町にある宿屋の一室で、ベッドから起き上がったディアーナがのたまう。


ディアーナが気を失ってから1日が経った。

宿屋の自室のベッドに運ばれ、たった今目を覚ましたばかりである。


近くにレオンハルトはおらず、警護の意味も兼ねてスティーヴンがディアーナの部屋の前に居たのだが、呼ばれて部屋に入った。

婚姻前の淑女の部屋。
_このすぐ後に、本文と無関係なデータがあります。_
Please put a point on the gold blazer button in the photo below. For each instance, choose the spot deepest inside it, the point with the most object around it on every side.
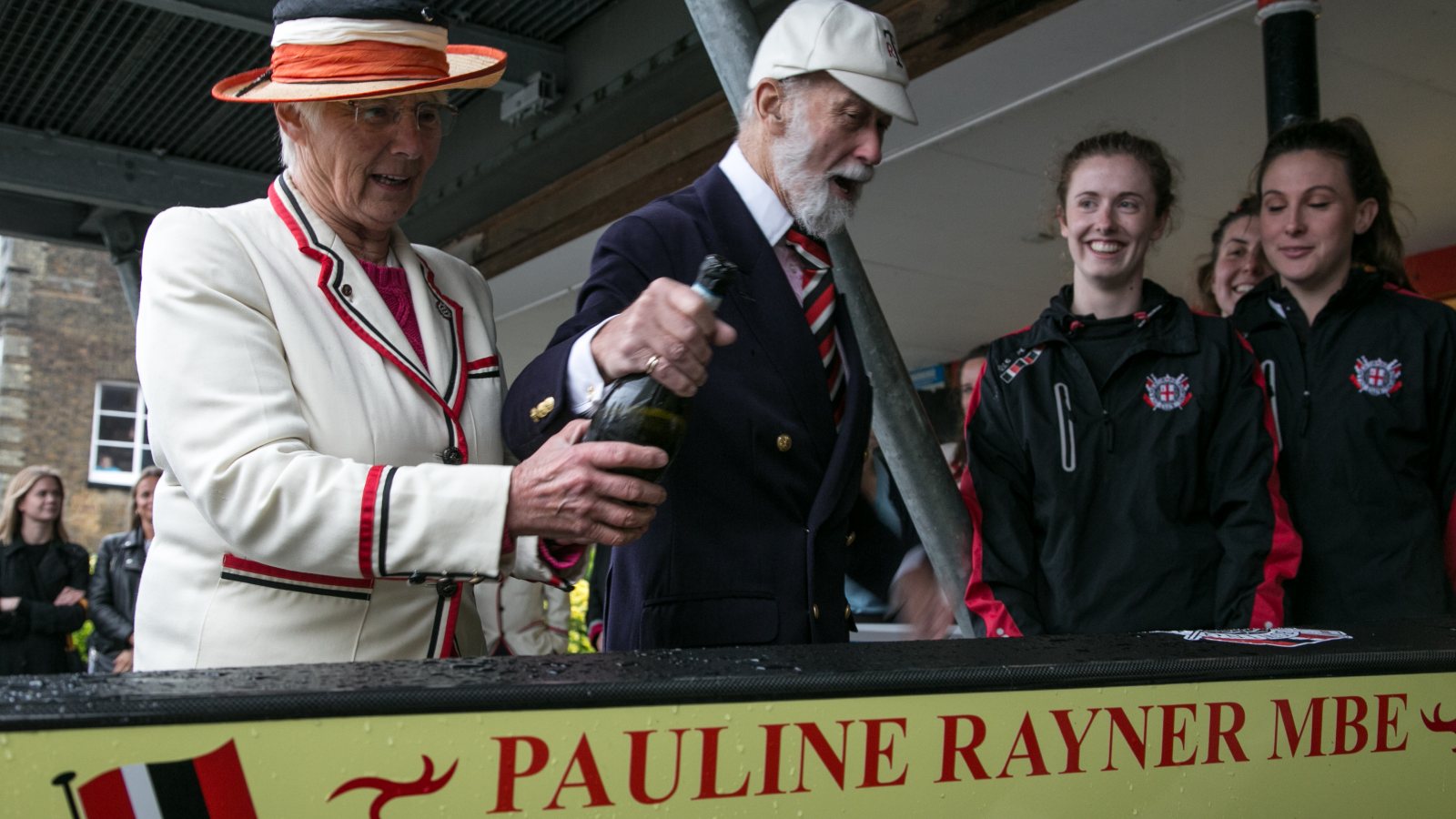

当然、ドアは開け放したままで。


「なら、どこまでなら覚えている?」

開いたままのドアの脇に立ち、スティーヴンが尋ねる。


「地下室から階段を上がっている途中で、殿下と陛下にすごく腹が立った事は何となく覚えてますわ…ブッ飛ばすぞハゲ!と陛下に思った事は覚えてます…」


「めちゃくちゃ不敬だな!それは!」


淑女どこ行った。

スティーヴンがカクンと姿勢を崩すが、気を取り直して再び問う。


「ディアーナ嬢…レオンハルト殿が居ない今のうちに尋ねたいのだが、ディアーナ嬢にとって、レオンハルト殿は…その…何だ?その…レオン、と呼ぶとか…」


ディアーナの顔が曇る。不快そうに歪む。吐き捨てるように言う。


「わたくしを…手ごめにしようとしている変態ですかね?愛称呼びする訳ありません。」


ゲホッと思わず咳き込むスティーヴン。想像以上に辛辣な答えだった。


「ひどい言われ様だな…あそこまで一途に君を想う男を、『私のレオンハルト』なんて思ったりしないものなのか?」


あの時、ディアーナ嬢は確かにそう言ったのだ。


「思いませんよ!抱きついたりニオイ嗅いだり、ただの変態じゃないですか!だいたい、そんな事されたからって『私の』なんて、どんだけ自意識過剰な痛い人なんですか私!」


スティーヴンが、物凄く残念な人を見る顔でディアーナを見ている事に、ディアーナは気付かなかった。